Member of the Minnesota House of Representatives from the 26A district
- Incumbent
- Assumed office January 14, 2025
- Preceded by: Gene Pelowski

Winona City Council member
- In office 2021–2025
- Preceded by: Paul Schollmeier
- Succeeded by: Jason Dicus

Personal details
- Born: 1972 or 1973 (age 52–53)
- Party: Republican
- Spouse: Michelle
- Education: Cotter High School (secondary) Winona State University (A.A.)
- Occupation: Firefighter; Legislator; Business owner;
- Website: Government website Campaign website

= Aaron Repinski =

American politician

Aaron Repinski (born c. 1972) is an American politician serving in the Minnesota House of Representatives since 2025. A member of the Republican Party of Minnesota, he represents District 26A, in Winona County.

== Early life, education and career ==
Repinski grew up in Winona, Minnesota, where he attended Cotter High School.

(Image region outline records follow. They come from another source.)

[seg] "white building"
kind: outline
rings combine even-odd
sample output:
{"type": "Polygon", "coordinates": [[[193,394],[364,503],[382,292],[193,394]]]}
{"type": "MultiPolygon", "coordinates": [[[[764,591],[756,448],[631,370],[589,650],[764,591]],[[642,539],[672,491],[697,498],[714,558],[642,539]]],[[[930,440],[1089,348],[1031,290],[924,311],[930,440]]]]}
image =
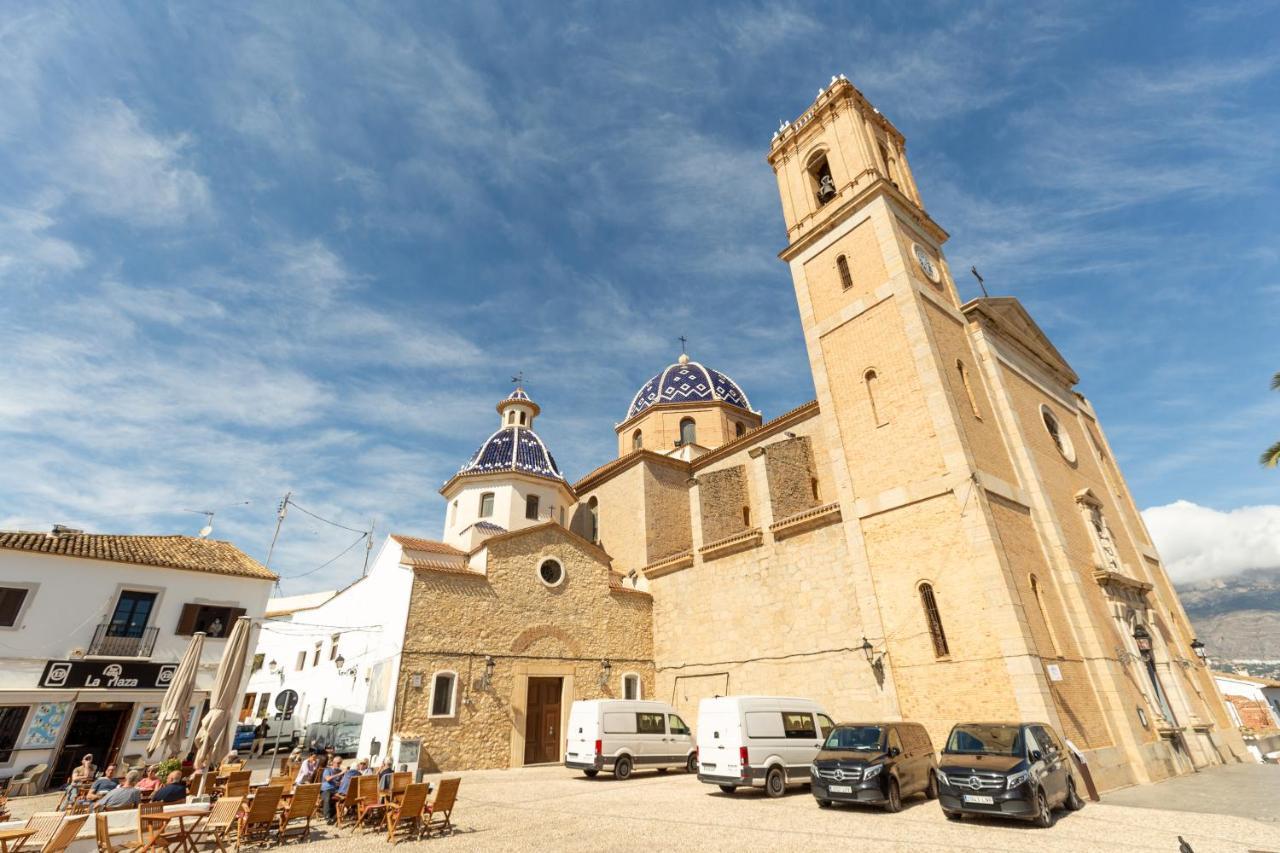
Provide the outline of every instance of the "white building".
{"type": "Polygon", "coordinates": [[[220,635],[261,617],[274,583],[228,542],[0,532],[0,774],[44,763],[58,784],[84,753],[143,760],[165,686],[205,631],[192,738],[220,635]]]}

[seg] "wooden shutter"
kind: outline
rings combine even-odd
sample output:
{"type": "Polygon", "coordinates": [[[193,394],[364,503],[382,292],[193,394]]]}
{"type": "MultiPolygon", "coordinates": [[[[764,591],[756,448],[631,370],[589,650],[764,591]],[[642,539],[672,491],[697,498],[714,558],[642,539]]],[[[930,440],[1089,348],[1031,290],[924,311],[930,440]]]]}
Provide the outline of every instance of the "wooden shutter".
{"type": "Polygon", "coordinates": [[[180,634],[184,637],[191,637],[196,633],[196,616],[200,613],[200,605],[183,605],[182,616],[178,617],[178,628],[173,629],[174,634],[180,634]]]}

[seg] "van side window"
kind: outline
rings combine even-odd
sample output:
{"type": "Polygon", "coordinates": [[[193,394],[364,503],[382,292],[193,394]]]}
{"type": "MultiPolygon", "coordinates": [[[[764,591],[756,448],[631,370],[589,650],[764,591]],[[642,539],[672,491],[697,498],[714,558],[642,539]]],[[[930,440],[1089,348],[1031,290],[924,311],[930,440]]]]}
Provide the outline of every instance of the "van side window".
{"type": "Polygon", "coordinates": [[[791,711],[782,712],[782,733],[786,738],[809,738],[812,740],[818,736],[812,713],[792,713],[791,711]]]}
{"type": "Polygon", "coordinates": [[[639,734],[667,734],[667,725],[660,713],[637,713],[636,731],[639,734]]]}

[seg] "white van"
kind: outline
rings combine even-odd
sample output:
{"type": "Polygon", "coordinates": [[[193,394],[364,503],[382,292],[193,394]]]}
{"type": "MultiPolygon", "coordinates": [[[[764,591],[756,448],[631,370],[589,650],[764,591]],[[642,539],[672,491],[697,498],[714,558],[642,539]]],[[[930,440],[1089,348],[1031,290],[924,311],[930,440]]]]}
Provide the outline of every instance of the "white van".
{"type": "Polygon", "coordinates": [[[698,780],[726,794],[763,786],[781,797],[809,781],[809,765],[836,724],[813,699],[726,695],[698,704],[698,780]]]}
{"type": "Polygon", "coordinates": [[[666,702],[580,699],[568,710],[564,766],[594,776],[609,768],[626,779],[636,767],[698,772],[689,726],[666,702]]]}

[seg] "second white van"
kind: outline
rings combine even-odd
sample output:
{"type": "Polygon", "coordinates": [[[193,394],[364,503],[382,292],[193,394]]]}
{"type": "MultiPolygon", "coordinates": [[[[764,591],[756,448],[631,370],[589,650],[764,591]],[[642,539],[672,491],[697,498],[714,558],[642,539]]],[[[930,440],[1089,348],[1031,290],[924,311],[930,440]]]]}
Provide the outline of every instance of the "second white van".
{"type": "Polygon", "coordinates": [[[698,772],[698,756],[689,726],[666,702],[579,699],[568,710],[564,766],[626,779],[639,767],[698,772]]]}
{"type": "Polygon", "coordinates": [[[726,794],[764,788],[781,797],[809,781],[823,740],[835,727],[813,699],[726,695],[698,704],[698,779],[726,794]]]}

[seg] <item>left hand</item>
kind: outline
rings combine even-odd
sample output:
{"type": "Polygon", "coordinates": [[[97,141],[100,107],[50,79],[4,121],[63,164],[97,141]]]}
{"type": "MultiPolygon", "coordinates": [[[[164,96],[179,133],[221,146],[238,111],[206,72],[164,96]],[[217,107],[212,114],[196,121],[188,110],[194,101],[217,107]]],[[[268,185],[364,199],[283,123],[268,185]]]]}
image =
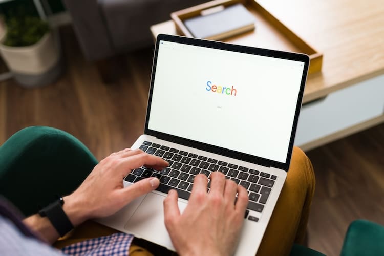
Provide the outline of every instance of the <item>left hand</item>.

He received an associate's degree from Winona State University. Earlier in life, he was a firefighter in Winona and in Fountain City, Wisconsin.

In 2020, he was elected to represent the at-large district of the Winona City Council, defeating incumbent Paul Schollmeier by over 11 percentage points.

== Minnesota House of Representatives ==
In 2024, after 38 years in office, Gene Pelowski of the Minnesota Democratic-Farmer-Labor Party, representative for Legislative District 26A in the Minnesota House of Representatives, retired and did not seek reelection. District 26A was quickly identified as a potential flip for the Republican Party: although Pelowski had won by over 10 points in 2022, the Winona area been trending conservative in recent years.

Repinski ran for the seat in the 2024 election, defeating S. James Doerr in the Republican primary. He then won the general election by five points over the DFL nominee, Fair Vote Minnesota leader Sarah Kruger. This was a 16-point swing in favor of the Republican Party, one of the largest swings in the House that year.

== Electoral history ==

2020 Winona Council Member at Large
| Candidate |  | Votes | % |
|---|---|---|---|
| Aaron Repinski |  | 6,559 | 55.70 |
| Paul Schollmeier |  | 5,171 | 43.92 |
| Write-in |  | 45 | 0.38 |
| Total votes |  | 11,775 | 100.0 |

2024 Minnesota House District 26A Republican primary
| Party |  | Candidate | Votes | % |
|---|---|---|---|---|
|  | Republican | Aaron Repinski | 2,247 | 86.69% |
|  | Republican | S. James Doerr | 345 | 13.31% |
| Total votes |  |  | 2,592 | 100% |

2024 Minnesota House District 26A
| Party |  | Candidate | Votes | % |
|  | Republican | Aaron Repinski | 12,240 | 52.74 |
|  | Democratic (DFL) | Sarah Kruger | 10,916 | 47.04 |
|  | Write-in |  | 52 | 0.22 |
| Total votes |  |  | 23,208 | 100.00 |
|  | Republican gain from Democratic (DFL) |  |  |  |  |  |

== Personal life ==
Repinski lives in Winona with his wife, Michelle. He is a member of the Basilica of Saint Stanislaus Kostka, a minor basilica of the Roman Catholic Church. He owns Winona Tour Boat, a company offering Mississippi River cruises. He also officiates weddings and has a hypnosis act.